5.09.2009

Too Many Acronyms


AF w/RVR + AS.

One of our staff calls up from the ED to the floor (gag) where I have to work for three more long weeks with an 'interesting case'. A fib with RVR is common; my first week, we had, like, seven of them, old people with underachieving, scatter-brained atria fibrillating away and ventricles that responded too quickly, leading to usually mild badness like relative hypotension, shortness of breath, weakness, and so on. This one, though...

He came in as a trauma, having fallen off of his bike. EMS did CPR for 'a minute or two' with a stated GCS of 4 initially, and then 9. He was hypotensive with an irregularly irregular pulse, and a harsh, mechanical murmur over the right and left chest. He had old, old fistulas on his right arm for dialysis.

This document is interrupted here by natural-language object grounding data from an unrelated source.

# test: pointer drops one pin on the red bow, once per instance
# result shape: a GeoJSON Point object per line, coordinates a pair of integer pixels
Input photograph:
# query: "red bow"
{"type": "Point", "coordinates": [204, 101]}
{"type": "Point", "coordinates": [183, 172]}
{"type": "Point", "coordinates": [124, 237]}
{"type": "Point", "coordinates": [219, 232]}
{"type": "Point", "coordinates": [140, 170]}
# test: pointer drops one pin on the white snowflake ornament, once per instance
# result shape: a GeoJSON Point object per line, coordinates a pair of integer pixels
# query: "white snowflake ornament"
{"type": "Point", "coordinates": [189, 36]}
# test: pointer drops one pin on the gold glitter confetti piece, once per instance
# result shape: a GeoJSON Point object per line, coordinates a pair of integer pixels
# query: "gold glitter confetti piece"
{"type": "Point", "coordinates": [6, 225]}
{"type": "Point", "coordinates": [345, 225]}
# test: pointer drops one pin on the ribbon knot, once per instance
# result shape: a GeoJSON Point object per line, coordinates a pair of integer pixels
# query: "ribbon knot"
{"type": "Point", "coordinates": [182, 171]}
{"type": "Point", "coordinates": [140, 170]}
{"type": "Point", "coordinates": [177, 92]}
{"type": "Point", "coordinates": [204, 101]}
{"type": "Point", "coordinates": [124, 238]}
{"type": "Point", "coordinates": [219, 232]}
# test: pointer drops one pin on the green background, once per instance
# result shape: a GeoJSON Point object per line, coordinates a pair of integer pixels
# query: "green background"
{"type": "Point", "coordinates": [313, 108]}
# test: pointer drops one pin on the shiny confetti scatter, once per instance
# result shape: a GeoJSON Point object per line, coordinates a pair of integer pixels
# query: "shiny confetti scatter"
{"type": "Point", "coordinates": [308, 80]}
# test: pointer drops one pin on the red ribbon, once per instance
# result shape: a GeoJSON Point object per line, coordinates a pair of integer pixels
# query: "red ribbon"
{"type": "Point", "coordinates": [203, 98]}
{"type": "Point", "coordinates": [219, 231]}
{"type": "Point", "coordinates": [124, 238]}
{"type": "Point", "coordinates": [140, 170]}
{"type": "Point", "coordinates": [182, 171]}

Now A fib doesn't seem so benign. The irregularity keeps the ventricles from being able to pump well; first, they're chaotic, and second, they lose the 'atrial kick' that is often needed to fill them. This gentleman's murmur sounded like aortic stenosis, adding one more problem; the same ventricle that lost it's sidekick atrium also has to push against a tiny, hardened valve.

He comes to the ICU with a rate of 150 or so, and a pressure of 70/48. He won't answer me. He won't open his eyes. He won't do anything. He also doesn't respond to pain. But he's breathing. Thank goodness my ED staff from the department had warned me that he's got mental retardation, too; and thank goodness his mom was there to tell me that he hates hospitals, and ignores everyone. If I hold his eyes open, he looks at me. Cautiously, I decide that he's wide awake, just faking it. Usually this doesn't bother me to assume, but when his pressure is now, hmm, 72/50, it makes me nervous.

What to do? He gets a fluid bolus. He gets pads put on. Now I'm stuck. If I give him too much fluid, that floppy heart pushing against the valve will get filled like a water balloon and lose it's strength from being stretched. The rhythm I can try to fix with a shock, but I don't know if he has a clot in there that could shoot up into his scon-box and infarct a bunch of brain. Even if I shock him, he has a fixed outflow obstruction from the valve--a class of problems that can cause shock because blood is blocked. Other similar lesions include massive PEs, and tension pneumothorax, although the obstructing mechanisms are vastly different. He has two IVs, so we just watch him. Watch him, and worry.

I start explaining to his mother how he'll probably need surgery, and he yells 'no!' from the bed, then 'no, no, no!' just to make sure. Ironically, he looks strikingly like a bald Dustin Hoffman, making the comparison to Rain Man complete. I feel much better with my retarded, hypotensive, irregularly irregular, stenotic, and syncopal patient who is now vociferously negative. Thank you for your lack of cooperation, sir. Keep it up.

Review his labs; the EKG is irregularly irregular but no ST elevations; the chest x-ray, unfortunately, has a hugely wide mediastinum, but 'no!' is also the answer to my inquiry about chest pain, so perhaps this can wait. His troponin is 0.5, which is elevated but not yet in the NSTEMI territory (that is, he doesn't have a heart attack, yet).

As the Fat Man says, the delivery of good medical care is to do as much nothing as possible. So we do nothing. We watch. We wait. And at 7 am, when the team arrives, and the post-call sigh of relief occurs, my retarded, stenotic, hypotensive, irregular, contrarian friend is in a regular rhythm (on his own), has a pressure of 94/62, and still shouts 'no!' whenever surgery is mentioned, now opening his eyes and sticking out his bottom lip to make the point. More to come. I want to see that valve when it gets hacked out (he NEEDS it).